Samuel Paty rentrait chez lui à Éragny quand il a croisé le chemin de l’assassin. Le tueur avait été aidé – involontairement certes – par quelques élèves qui lui avaient désigné le prof d’histoire-géo comme étant celui mis en cause par des musulmans radicaux pour avoir montré à ses élèves les caricatures du prophète Mahomet parues dans Charlie Hebdo. C’est en raison de l’implication de tant de jeunes dans cette tragédie que le maire Thibaut Humbert a tenu à associer la jeunesse à cet hommage. « En direction de la jeunesse, nous avons sollicité leurs représentants dans la Ville afin qu’ils ouvrent la cérémonie ». Des adolescents ont débuté cette matinée en lisant leurs travaux sur la liberté d’expression. Quelques minutes auparavant, le maire remettait la médaille de la Ville à un Éragnien rescapé de l’attentat du Bataclan. Blessé, il a perdu deux de ses amis. Il vit à 500 mètres du lieu de l’assassinat de Samuel Paty.
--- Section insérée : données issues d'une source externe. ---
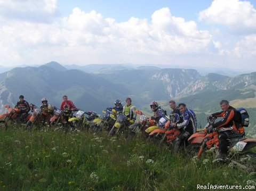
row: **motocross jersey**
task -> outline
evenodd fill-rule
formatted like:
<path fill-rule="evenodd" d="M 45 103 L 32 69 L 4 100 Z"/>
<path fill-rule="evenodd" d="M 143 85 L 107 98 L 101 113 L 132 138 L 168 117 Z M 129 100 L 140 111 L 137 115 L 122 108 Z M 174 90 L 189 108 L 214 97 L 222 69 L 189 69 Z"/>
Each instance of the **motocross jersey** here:
<path fill-rule="evenodd" d="M 63 101 L 60 105 L 60 110 L 65 110 L 67 111 L 71 111 L 72 109 L 75 110 L 76 107 L 74 105 L 73 102 L 71 100 L 68 100 L 67 101 Z"/>
<path fill-rule="evenodd" d="M 137 114 L 135 113 L 136 107 L 131 104 L 130 105 L 125 105 L 123 109 L 123 113 L 124 115 L 135 121 L 136 120 Z"/>
<path fill-rule="evenodd" d="M 226 112 L 214 113 L 212 116 L 215 117 L 222 117 L 223 119 L 212 125 L 214 128 L 220 128 L 221 127 L 228 128 L 232 127 L 235 131 L 244 131 L 241 124 L 241 114 L 239 111 L 233 107 L 230 106 Z"/>
<path fill-rule="evenodd" d="M 190 134 L 196 132 L 197 123 L 196 114 L 191 110 L 187 109 L 181 115 L 181 121 L 177 123 L 177 128 L 181 130 L 184 130 Z"/>
<path fill-rule="evenodd" d="M 28 103 L 23 100 L 23 102 L 19 101 L 17 102 L 14 107 L 19 107 L 21 113 L 28 113 L 30 111 L 30 107 Z"/>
Parmi les invités, des représentants du culte musulman ont tenu à montrer leur solidarité avec la famille des victimes et la Nation entière : « On est présents. C’est une évidence », affirme le Conseil régional du culte musulman. Dans la foule, trois femmes voilées font l’objet de sollicitations médiatiques. « Ceux qui commettent les attentats ne sont pas de vrais musulmans, répète en boucle une jeune femme. On nous regarde bizarrement. À l’entrée, j’ai hésité puis les gens à l’accueil m’ont invitée à entrer. »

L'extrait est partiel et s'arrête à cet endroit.